Tekst Ries Roowaan
Het was een zonnige dag in april, onwaarschijnlijk mooi voor de tijd van het jaar. In de stad was het al jaren onrustig. Politie en krakers waren gevangen in een geweldsspiraal waaruit geen van beide partijen nog leek te kunnen ontsnappen. Pantserwagens tussen de huizen, brandende barricaden, opengebroken plaveisel: het herinnerde aan straatgevechten zoals die alleen in het buitenland voorkwamen. Sinds enkele maanden vormde niet langer de zoveelste ontruiming maar de inhuldiging van Beatrix het anker van de confrontatie. Overal in de stad was dezelfde leuze te zien: geen woning, geen kroning.
In de ochtend toog ik met enkele vrienden naar de binnenstad, niet om deel te nemen aan de protesten, maar om te kijken. We waren jong, net student en wisten zeker dat er ook jaren later nog over gepraat zou worden. De eerste aanwijzing dat er een serieuze krachtmeting op til was, zagen we nog voor het middaguur in een steegje niet ver van de Dam: radicalen, anarchisten, autonomen, krakers, sommigen met zwarte doeken voor hun gezicht, anderen met een integraalhelm op het hoofd, pikhouweel over de schouder en linnen tasjes met klinkers in de hand – klaar voor het gevecht met de hermandad. Bijna loodrecht boven ons cirkelde een politiehelikopter. We maakten ons rap uit de voeten om niet tussen de fronten te geraken. Even verderop stond een rijtje mobiele eenheid met de bekende uitrusting: blauw gevechtspak, soldatenlaarzen, witte helm met vizier, rieten schild en de wapenstok. Het beloofde een lange dag te worden.
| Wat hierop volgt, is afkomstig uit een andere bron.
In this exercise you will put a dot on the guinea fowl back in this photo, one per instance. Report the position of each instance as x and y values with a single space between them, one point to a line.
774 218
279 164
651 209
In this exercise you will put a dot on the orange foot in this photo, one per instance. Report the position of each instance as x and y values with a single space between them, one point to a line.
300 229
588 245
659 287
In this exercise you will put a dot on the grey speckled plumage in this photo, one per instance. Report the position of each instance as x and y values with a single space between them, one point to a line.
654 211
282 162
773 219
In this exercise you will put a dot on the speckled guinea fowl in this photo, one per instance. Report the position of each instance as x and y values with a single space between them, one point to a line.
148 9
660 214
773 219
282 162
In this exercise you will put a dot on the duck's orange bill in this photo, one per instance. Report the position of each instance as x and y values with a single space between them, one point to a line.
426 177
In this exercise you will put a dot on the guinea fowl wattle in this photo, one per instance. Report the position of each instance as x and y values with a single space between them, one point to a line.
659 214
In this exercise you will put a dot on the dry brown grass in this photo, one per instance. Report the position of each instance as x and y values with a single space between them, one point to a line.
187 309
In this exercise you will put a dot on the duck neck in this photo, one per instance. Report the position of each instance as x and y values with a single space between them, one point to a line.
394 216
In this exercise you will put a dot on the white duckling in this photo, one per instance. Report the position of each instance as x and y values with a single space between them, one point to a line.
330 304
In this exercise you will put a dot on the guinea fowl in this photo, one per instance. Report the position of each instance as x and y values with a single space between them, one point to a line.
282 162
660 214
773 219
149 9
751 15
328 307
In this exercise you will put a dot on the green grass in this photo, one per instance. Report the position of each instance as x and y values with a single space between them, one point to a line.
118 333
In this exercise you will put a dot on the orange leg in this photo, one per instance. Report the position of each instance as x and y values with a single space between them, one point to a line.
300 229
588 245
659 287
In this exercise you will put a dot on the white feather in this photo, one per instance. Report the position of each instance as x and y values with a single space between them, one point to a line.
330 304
Uit het hele land kwam versterking: elk politiekorps stuurde een contingent agenten naar de hoofdstad. Op de daken rondom de Dam lagen scherpschutters. Het avondjournaal liet een stad in oorlog zien: traangas, stenen die door de lucht vlogen, de politie die de controle volledig kwijt was, ME-eenheden die zoekraakten en door de stad doolden, soms zelfs op eigen houtje de strijd aangingen. Gaandeweg werd het een enorme chaos, maar midden op de dag scheen de zon. Hooguit hoorden we af en toe in de verte sirenes en wat gejoel. Een jaargenote vertelde dat ze het staartje van de schermutselingen in de buurt van het Waterlooplein had gezien. Haar medelijden gold de politiepaarden. Er lagen zoveel klinkers op de Blauwbrug dat ze niet meer normaal konden manoeuvreren en nauwelijks nog in bedwang waren te houden. Dat was alles, dichter bij het vuur kwamen we niet.
Aan het eind van de middag besloten we eerst nog wat te drinken alvorens huiswaarts te keren. Niet lang nadat we in een café aan het Rokin, geïnspireerd door het mooie weer, een pastis met ijs hadden besteld, renden ME’ers in volle vaart van recht naar links, in de richting van de Dam, opgejaagd door een troep krakers. Even later golfde het naar de andere kant: de relschoppers gingen van links naar rechts over het Rokin, nu achtervolgd door de ME. De caféhouder deed de deur op slot, om te voorkomen dat een van beide partijen bij hem trachtte te schuilen en zijn lokaal het strijdtoneel zou worden. Jaren later hoorde ik dat meerdere helikopters met eenheden van de mariniers op weg waren naar de hoofdstad om de koninklijke familie en de hoogwaardigheidsbekleders in de Nieuwe Kerk te beschermen, desnoods met onversneden oorlogsgeweld: het cordon om de Dam mocht onder geen beding worden doorbroken.
Uiteindelijk kwamen de golven tot rust, de mariniers keerden halverwege om en de cafébaas deed de deur van het slot. Het was tijd om naar huis te gaan. Mijn benen voelden loom als nooit tevoren. Na een lange dag in de stad had de Franse anijslikeur er dubbel en dwars ingehakt. We slenterden in de richting van de Munt, in de hoop via een zijstraatje bij de bushalte te komen. Voor de eerstvolgende steeg stonden twee agenten in uniform geposteerd. Een van hen legde met zwaar Limburgs accent uit dat de hele binnenstad voor onbepaalde tijd was afgesloten. Ik keek over zijn schouder, zag de Kalverstraat nog geen dertig meter verderop en daarachter de Nieuwezijds Voorburgwal. Niets aan de hand, alles leek kalm.
‘Kunnen we niet gewoon via de Kalverstraat? Het ziet er rustig uit.’
‘Wij zijn hier niet bekend’, zei de tweede agent met een even sterk Limburgs accent, ‘waar precies is de Kalverstraat?’